John Cameron Peddie, (1887 – 1968) known as "J Cameron Peddie", was born on 17 May 1887 at Conland, Forgue, Aberdeenshire. He is the author of the book "The Forgotten Talent" which is an autobiographical work with emphasis on the Biblical practice of "Laying on of hands" to obtain healing for the afflicted.

Early years 
Peddie’s desire to be a preacher began when he was just seven years of age. He and some of his young friends would play at "Gospel Meetings", a game in which one boy would kneel encircled by the others and act as the preacher. During one of these games, Peddie made an appeal to God in what he later referred to as his "First original prayer". The appeal was that God would make him a preacher of the Gospel.

Education 
In 1901 at the age of 14, Peddie reached the stage where he had to decide whether to continue his studies or go out into the world and earn a living. He managed to secure a County Council Bursary for £20 – approx. £860 in today’s money – which made further education possible. At this point, Peddie felt daunted at the prospect of leaving the security of his home area for the city of Aberdeen. He would state later that prayer brought him the necessary courage to go forward.

Peddie not only completed 3 years at Aberdeen’s Gordon's College but then won 2 other bursaries that enabled him to enter the University of Aberdeen, from which he graduated 4 years later. In 1910 he entered Divinity Hall, becoming ordained to the ministry on 17 May 1917. Peddie was Minister of Kennoway United Free Church and then the High United Free Church in Aberdeen followed by 6 years as Minister of Westbourne Church, Barrhead, Glasgow.

Ministry begins and the Gorbals 
Peddie stated in "The Forgotten Talent" that it was in the Gorbals area of Glasgow that he realised his real life work had begun. He stated that his day-to-day life with its duties covered three worlds. The "Ordinary Congregational World" of church members, the "Home Mission World" where he and fellow workers would minister to poorer people, encouraging them to come to church, and lastly the world Peddie described as "The most wonderful and fascinating world of all", the criminal underworld, which was made up of gangs of youths.

Peddie and the gangs 
In his book, Peddie stated that at that time in the Gorbals of Glasgow there were thirty gangs, each consisting of some two hundred members. Confrontations between the gangs often erupted into violent street battles, with innocent passers-by getting caught up and injured. Peddie saw that a major cause of the gang problem was unemployment coupled with American gangster films that glamorised the violent and sometimes fatal lifestyle. Completely undaunted by their fearsome reputation, Peddie reasoned that "... if these lads would not come to church, it was the Church’s duty to go to them." In the two years that followed, Peddie transformed the thirty gangs into thirty "Clubs" which gave the previous gang members a sense of purpose and fulfilment through work schemes such as a firewood factory and an advertising agency among others, all organised by Peddie. Thirty years later, Peddie stated that over seventy five percent of those former gang members went on to be decent, respectable citizens.

Healing ministry and "The Forgotten Talent" 
Peddie’s desire to incorporate healing into his ministry came about in 1942 when he himself became ill after conducting a wedding. While recovering in hospital, he befriended a young man who was terminally ill and was being sent home to die. Peddie lamented the fact that the Church world could do little for the ill man except "... pray with him, comfort and help him to accept his fate." Upon leaving hospital, Peddie determined to change this powerless situation by studying his Bible on the subject of healing. Having studied the scriptures, he became convinced that a minister of the Gospel could and should be able to lay hands on the sick to procure a healing.

Peddie determined to wait before God in prayer for a sign that he was to begin praying for the sick. He states in "The Forgotten Talent" that he received a vision of a large nail driven into the palm of one of his hands. This was the confirmation Peddie had been waiting for, and his healing ministry had begun. In "The Forgotten Talent" there are several chapters devoted to the healings that allegedly took place under Peddie’s ministry. He also saw the need to share his experiences with the aim of training other ministers to take up the ministry of healing.

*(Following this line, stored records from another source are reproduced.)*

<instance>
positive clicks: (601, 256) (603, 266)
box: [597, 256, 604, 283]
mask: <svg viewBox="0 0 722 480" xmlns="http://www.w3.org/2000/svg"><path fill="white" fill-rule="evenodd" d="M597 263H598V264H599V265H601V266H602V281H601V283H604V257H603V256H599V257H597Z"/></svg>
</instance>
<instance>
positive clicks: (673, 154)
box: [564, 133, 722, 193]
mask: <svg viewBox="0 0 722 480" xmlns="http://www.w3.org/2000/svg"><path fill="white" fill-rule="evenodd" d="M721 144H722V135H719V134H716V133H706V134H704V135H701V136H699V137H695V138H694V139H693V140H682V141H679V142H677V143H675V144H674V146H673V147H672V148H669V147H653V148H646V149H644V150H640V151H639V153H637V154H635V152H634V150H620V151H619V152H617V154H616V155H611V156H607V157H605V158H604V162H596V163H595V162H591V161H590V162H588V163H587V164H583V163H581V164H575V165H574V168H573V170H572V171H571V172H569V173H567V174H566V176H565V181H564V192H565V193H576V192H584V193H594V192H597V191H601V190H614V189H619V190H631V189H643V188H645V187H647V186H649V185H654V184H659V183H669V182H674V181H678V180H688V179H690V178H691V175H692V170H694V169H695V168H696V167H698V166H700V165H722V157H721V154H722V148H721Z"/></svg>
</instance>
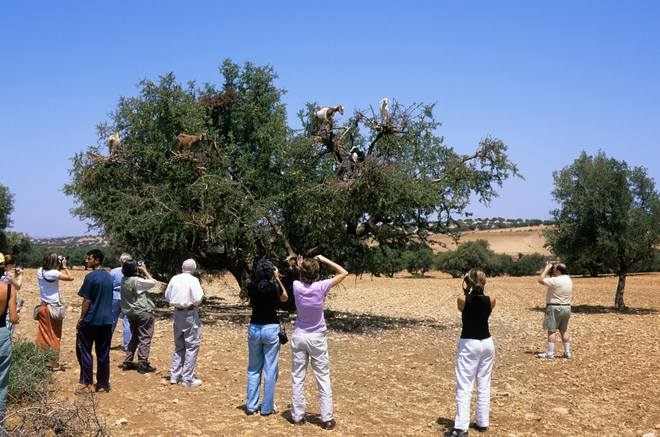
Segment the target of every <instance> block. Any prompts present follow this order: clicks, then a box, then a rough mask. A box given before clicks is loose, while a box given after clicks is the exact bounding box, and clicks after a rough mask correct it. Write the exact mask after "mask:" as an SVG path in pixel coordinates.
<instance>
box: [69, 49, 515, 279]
mask: <svg viewBox="0 0 660 437" xmlns="http://www.w3.org/2000/svg"><path fill="white" fill-rule="evenodd" d="M220 73H221V75H222V77H223V80H224V82H223V84H222V87H221V88H216V87H215V86H213V85H210V84H205V85H204V87H202V88H201V89H199V88H196V87H195V83H194V82H191V83H189V84H188V87H185V88H184V87H182V86H181V85H180V84H178V83H176V81H175V78H174V75H173V74H168V75H166V76H163V77H161V78H160V81H159V83H155V82H152V81H148V80H143V81H141V82H140V84H139V92H138V96H136V97H130V98H125V97H122V98H121V99H120V100H119V104H118V106H117V110H116V111H115V112H114V113H113V114H112V119H113V120H112V125H108V124H101V125H99V126H98V133H99V145H100V146H93V147H90V148H89V149H88V150H87V151H86V152H81V153H78V154H76V155H75V156H74V157H73V159H72V161H73V168H72V169H71V171H70V172H71V178H72V180H71V183H70V184H67V185H66V186H65V192H66V193H67V194H68V195H72V196H74V198H75V201H76V202H77V207H76V208H75V210H74V213H75V214H77V215H79V216H80V217H81V218H85V219H88V220H89V221H90V222H91V223H92V227H93V228H96V229H98V230H99V232H101V233H102V234H103V235H104V236H105V237H106V238H108V240H109V241H110V242H111V244H112V246H113V250H115V251H128V252H131V253H140V254H142V255H141V256H142V257H145V258H148V259H150V260H152V261H154V263H153V266H152V267H153V268H152V270H153V271H155V272H157V276H160V278H161V279H166V278H167V277H168V276H169V275H172V274H174V273H176V272H177V271H178V269H179V268H180V265H181V261H182V260H183V259H185V258H187V257H191V256H192V257H194V258H195V259H196V260H197V261H198V262H199V264H200V265H201V266H202V267H203V268H206V269H227V270H229V271H230V272H231V273H232V274H233V275H234V277H235V278H236V279H237V281H238V282H239V284H241V287H242V290H243V291H245V286H246V284H247V282H248V281H249V280H250V272H251V270H252V267H253V265H254V263H256V261H257V260H259V259H260V258H263V257H266V258H270V259H271V260H273V261H274V263H275V264H276V265H277V266H278V267H279V268H280V271H282V273H283V274H284V275H285V276H287V277H288V278H287V279H288V280H290V279H291V278H292V277H293V276H295V268H294V265H295V261H294V260H295V256H296V254H298V253H301V254H303V255H304V256H313V255H315V254H319V253H322V254H324V255H326V256H327V257H328V258H330V259H333V260H334V261H337V262H339V263H340V264H344V265H347V266H348V265H350V269H351V271H352V272H354V273H363V272H366V271H370V269H372V270H371V271H372V272H374V273H382V274H391V272H392V271H393V269H394V266H388V265H387V264H388V263H389V260H391V259H393V257H392V256H391V255H392V254H391V253H389V254H388V250H390V251H391V250H400V249H401V248H403V247H405V246H406V245H407V244H408V243H409V242H410V241H413V240H417V239H422V241H423V240H424V239H425V238H426V236H427V235H428V234H429V232H451V231H452V229H451V225H452V224H453V219H452V214H456V213H464V211H465V209H466V208H467V206H468V203H469V200H470V198H471V196H472V195H473V194H476V196H477V198H478V199H480V200H481V201H482V202H485V203H488V202H489V201H490V199H491V198H492V197H493V196H494V195H495V186H496V185H499V186H501V184H502V182H503V181H504V180H505V179H507V178H508V177H509V176H511V175H515V176H518V171H517V168H516V167H515V165H514V164H513V163H511V162H510V161H509V159H508V157H507V155H506V153H505V152H506V149H507V148H506V146H505V145H504V144H503V143H502V142H501V141H500V140H497V139H491V138H486V139H484V140H482V141H481V142H480V144H479V146H478V147H477V150H476V152H474V153H473V154H470V155H461V154H458V153H456V151H455V150H454V149H453V148H451V147H448V146H446V145H444V139H443V138H442V137H439V136H437V135H435V132H436V129H437V128H438V127H439V126H440V124H439V123H438V122H437V121H436V120H435V119H434V117H433V105H423V104H413V105H411V106H409V107H405V106H403V105H400V104H399V103H397V102H393V104H392V108H391V112H390V119H389V120H388V121H387V123H385V124H383V123H382V122H381V121H380V118H379V117H377V116H376V115H374V114H368V113H367V112H366V111H364V112H361V111H356V112H355V113H354V114H353V115H350V116H349V117H348V121H347V123H346V125H345V126H337V127H335V126H334V125H332V127H331V128H329V129H326V131H325V132H324V133H323V134H322V135H319V131H318V126H317V125H316V124H315V123H314V112H315V111H316V110H317V109H318V106H317V105H316V104H308V105H307V106H306V108H305V109H304V110H301V111H300V112H299V116H300V118H301V120H302V123H303V127H304V129H303V130H302V131H300V132H294V131H292V130H291V129H290V128H289V127H288V126H287V115H286V109H285V106H284V104H283V103H282V102H281V97H282V95H283V93H284V91H283V90H280V89H277V88H276V87H275V85H274V82H275V79H276V78H277V76H276V75H275V73H274V72H273V70H272V68H271V67H257V66H254V65H253V64H250V63H246V64H245V65H244V66H243V67H239V66H238V65H236V64H233V63H231V62H230V61H225V62H224V64H223V65H222V67H221V68H220ZM115 130H117V131H119V132H120V134H121V138H122V144H123V147H122V148H121V150H120V151H119V153H118V155H117V156H113V157H111V158H105V157H102V156H100V155H99V151H100V149H101V148H103V147H105V140H106V138H107V137H108V136H109V134H110V133H111V132H113V131H115ZM179 133H189V134H200V133H206V134H207V136H208V138H209V142H208V143H207V144H203V143H202V144H200V146H199V153H197V154H196V155H193V154H191V153H183V154H178V153H175V151H176V143H175V140H174V137H175V136H176V135H177V134H179ZM353 145H355V146H359V147H361V148H362V149H363V150H364V152H365V153H366V155H367V156H366V159H365V161H364V162H363V163H359V164H353V163H351V162H350V161H349V160H348V157H349V156H348V150H349V149H350V147H351V146H353ZM435 216H437V217H441V218H442V219H441V220H440V222H438V223H431V222H430V218H431V217H435ZM413 237H414V238H413ZM386 246H387V247H389V249H387V248H385V247H386ZM374 247H382V249H380V251H378V250H377V249H374ZM287 279H285V283H286V282H287Z"/></svg>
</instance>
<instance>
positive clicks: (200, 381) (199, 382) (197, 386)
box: [181, 379, 202, 387]
mask: <svg viewBox="0 0 660 437" xmlns="http://www.w3.org/2000/svg"><path fill="white" fill-rule="evenodd" d="M181 385H182V386H183V387H199V386H200V385H202V381H201V380H199V379H193V382H182V383H181Z"/></svg>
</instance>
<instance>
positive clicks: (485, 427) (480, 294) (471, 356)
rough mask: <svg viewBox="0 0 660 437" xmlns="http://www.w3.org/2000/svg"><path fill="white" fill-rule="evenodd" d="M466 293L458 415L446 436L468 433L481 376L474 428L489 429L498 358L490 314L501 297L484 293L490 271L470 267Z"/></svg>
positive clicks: (457, 384)
mask: <svg viewBox="0 0 660 437" xmlns="http://www.w3.org/2000/svg"><path fill="white" fill-rule="evenodd" d="M464 283H465V285H466V286H465V289H464V295H463V296H460V297H459V298H458V302H457V305H458V310H459V311H460V312H461V313H462V314H461V320H462V322H463V330H462V331H461V338H460V339H459V341H458V352H457V353H456V404H457V405H456V419H455V420H454V429H453V430H452V431H447V432H445V436H447V437H450V436H467V435H468V428H469V426H470V401H471V399H472V388H473V387H474V380H475V379H476V380H477V411H476V413H475V416H476V418H475V419H476V420H475V425H474V428H475V429H476V430H477V431H479V432H485V431H486V429H487V428H488V424H489V416H490V375H491V371H492V370H493V361H494V359H495V346H494V345H493V339H492V338H491V336H490V331H489V330H488V317H489V316H490V314H491V312H492V311H493V308H495V304H496V303H497V300H496V299H495V297H494V296H486V295H484V287H485V286H486V273H484V271H483V270H482V269H480V268H473V269H472V270H470V271H469V272H468V273H467V274H466V275H465V279H464Z"/></svg>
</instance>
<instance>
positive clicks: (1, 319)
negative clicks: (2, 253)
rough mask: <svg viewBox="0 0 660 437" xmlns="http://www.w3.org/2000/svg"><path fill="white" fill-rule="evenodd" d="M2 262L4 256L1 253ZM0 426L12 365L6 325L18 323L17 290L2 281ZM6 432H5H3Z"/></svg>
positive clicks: (0, 424)
mask: <svg viewBox="0 0 660 437" xmlns="http://www.w3.org/2000/svg"><path fill="white" fill-rule="evenodd" d="M0 262H2V263H4V257H3V256H2V254H1V253H0ZM0 311H2V313H0V427H2V429H3V430H4V429H5V411H6V403H7V387H8V386H9V369H10V367H11V338H10V336H11V333H10V331H9V329H7V327H6V320H7V319H9V321H10V322H11V323H13V324H16V323H18V313H17V312H16V291H14V290H13V289H12V286H11V284H7V283H4V282H0ZM3 434H4V433H3Z"/></svg>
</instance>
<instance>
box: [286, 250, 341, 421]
mask: <svg viewBox="0 0 660 437" xmlns="http://www.w3.org/2000/svg"><path fill="white" fill-rule="evenodd" d="M297 261H298V266H300V281H294V282H293V297H294V299H295V301H296V308H297V310H298V314H297V317H296V325H295V327H294V328H293V335H292V336H291V385H292V387H291V418H292V419H293V424H294V425H303V424H304V423H305V411H306V409H307V404H306V403H305V392H304V390H305V376H306V375H307V364H308V363H309V361H310V360H311V362H312V370H313V371H314V376H315V377H316V385H317V387H318V389H319V404H320V408H321V420H323V427H324V428H325V429H328V430H330V429H333V428H334V427H335V425H336V423H337V422H336V421H335V419H334V417H333V414H332V389H331V388H330V369H329V363H330V358H329V356H328V343H327V340H326V335H325V334H326V330H327V328H326V325H325V317H324V315H323V301H324V299H325V295H326V294H327V293H328V291H330V289H331V288H332V287H334V286H335V285H337V284H339V283H340V282H341V281H343V280H344V279H345V278H346V276H348V272H347V271H346V270H344V268H343V267H342V266H340V265H339V264H337V263H334V262H332V261H330V260H329V259H327V258H326V257H324V256H323V255H317V256H316V257H314V259H305V260H304V261H303V258H302V256H300V255H298V260H297ZM319 262H322V263H325V264H327V265H329V266H330V267H332V268H333V269H334V270H335V272H336V275H335V276H334V277H333V278H332V279H325V280H323V281H319V280H318V279H319V270H320V265H319Z"/></svg>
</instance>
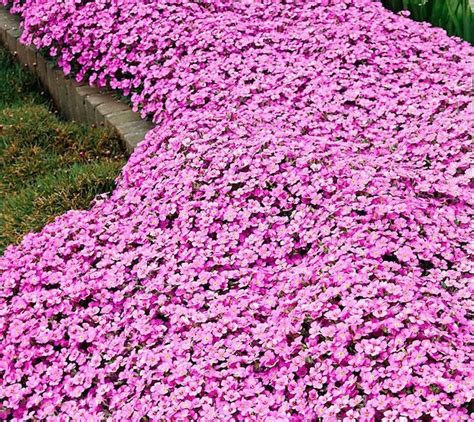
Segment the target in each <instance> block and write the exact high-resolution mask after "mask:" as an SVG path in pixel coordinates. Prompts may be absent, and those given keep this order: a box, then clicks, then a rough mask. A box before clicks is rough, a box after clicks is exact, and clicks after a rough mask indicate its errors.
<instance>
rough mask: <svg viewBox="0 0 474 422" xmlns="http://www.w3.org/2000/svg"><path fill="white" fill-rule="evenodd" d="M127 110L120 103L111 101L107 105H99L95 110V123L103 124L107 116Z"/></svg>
mask: <svg viewBox="0 0 474 422" xmlns="http://www.w3.org/2000/svg"><path fill="white" fill-rule="evenodd" d="M127 109H129V107H128V106H127V104H124V103H121V102H120V101H117V100H116V101H112V102H109V103H104V104H100V105H98V106H97V107H96V109H95V117H96V121H97V122H102V123H105V118H106V116H108V115H109V114H112V113H118V112H120V111H125V110H127Z"/></svg>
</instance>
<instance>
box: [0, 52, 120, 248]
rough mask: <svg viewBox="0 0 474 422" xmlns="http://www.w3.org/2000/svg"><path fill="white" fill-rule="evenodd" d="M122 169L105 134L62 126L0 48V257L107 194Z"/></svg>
mask: <svg viewBox="0 0 474 422" xmlns="http://www.w3.org/2000/svg"><path fill="white" fill-rule="evenodd" d="M124 162H125V157H124V152H123V149H122V147H121V146H120V142H119V139H118V137H117V136H116V135H115V134H114V133H113V132H112V131H111V130H110V129H106V128H89V127H86V126H84V125H80V124H77V123H71V122H66V121H64V120H62V119H61V118H60V117H59V116H58V114H57V113H56V112H55V111H54V108H53V106H52V103H51V100H50V99H49V98H48V96H47V95H46V94H45V93H44V92H42V90H41V87H40V86H39V84H38V82H37V81H36V79H35V78H34V77H33V76H32V75H31V74H30V73H29V72H27V71H26V70H24V69H22V68H21V66H20V65H19V64H17V63H15V62H14V61H13V60H12V57H11V56H10V54H9V53H8V52H7V51H5V50H3V49H0V252H2V251H3V250H4V249H5V248H6V247H7V246H8V245H9V244H12V243H18V242H19V241H20V240H21V239H22V237H23V236H24V235H25V234H26V233H28V232H30V231H38V230H40V229H41V228H42V227H43V226H44V225H45V224H47V223H48V222H50V221H52V220H53V219H54V218H55V217H56V216H58V215H60V214H62V213H64V212H65V211H67V210H69V209H87V208H88V207H89V204H90V202H91V200H92V199H93V198H94V197H95V196H96V195H98V194H101V193H104V192H108V191H110V190H111V189H113V187H114V180H115V178H116V177H117V175H118V174H119V172H120V169H121V168H122V166H123V164H124Z"/></svg>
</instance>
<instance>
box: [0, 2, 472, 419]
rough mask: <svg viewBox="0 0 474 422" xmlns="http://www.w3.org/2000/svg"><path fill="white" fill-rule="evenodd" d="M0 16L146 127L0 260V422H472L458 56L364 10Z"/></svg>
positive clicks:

Peddie made it quite clear that he was in no way against the world of medicine, but rather looked on his ministry as a way of helping a patient after doctors had done all they could. He also stated that praying for a person could help them respond more quickly and effectively to the doctors treatment. At all times Peddie maintained the greatest respect for the world of Medicine, having himself been hospitalised at one point. He stated that during his time in hospital "... the doctors and nurses gave me the kindest possible treatment and constant attention."

Peddie’s book "The Forgotten Talent" was published in 1961 by Oldbourne Books and has gone through several editions since. It is currently out of print.

Peddie died on 14 January 1968 in Kilsyth, Dunbartonshire.